Food Import Prices Soaring, UN Agriculture Agency Warns

November 18, 2010

Food import bills for the world’s poorest countries are predicted to increase by 11 percent this year, and unless the production of key crops increases by a sizable margin in 2011, the UN Food and Agriculture Organization (FAO) warns that things could get significantly worse.

“International prices of most agricultural commodities have increased in recent months, some sharply,” the FAO reports in the November 2010 edition of their Food Outlook Global Market Analysis Report. The organization’s Food Price Index jumped 34 points since June, and the current measure of 197 points is just 16 points shy of its all-time high, set in June 2008.

The FAO said that several factors played key roles in the price increases. Among those factors were crop shortages in the top producing countries, weather conditions, and the decreasing value of the US Dollar.

According to UN food agency statistics, worldwide production of cereal crops is expected to fall by 2 percent, despite predictions in June that it would increase by 1.2 percent. As a result, the FAO predicts that global cereal stocks will likely decrease by 7 percent.

“Following a series of unexpected downward revisions to crop forecasts in several major producing countries, world prices have risen alarmingly and at a much faster pace than in 2007/08,” the FAO report stated. “Given the expectation of falling global inventories, the size of next year’s crops will be critical in setting the tone for stability in international markets.”

Replenishing cereal stocks could be difficult due to other factors, the FAO reports. The price of sugar has reached a 30-year high, they say, and increased prices for products such as soybeans and cotton make them attractive crops to grow, thus limiting the amount of rice, barley, and other cereal crops that can and will be grown by farmers.
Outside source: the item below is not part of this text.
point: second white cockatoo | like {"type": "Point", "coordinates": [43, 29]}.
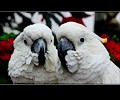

“This could limit individual crop production responses to levels that would be insufficient to alleviate market tightness,” the FAO report warns. “Against this backdrop, consumers may have little choice but to pay higher prices for their food.”

Furthermore, according to China’s Xinhua News Agency, international food import bills could surpass the $1 trillion mark in 2010, and low-income food-deficit countries could see total costs soar by one-fifth.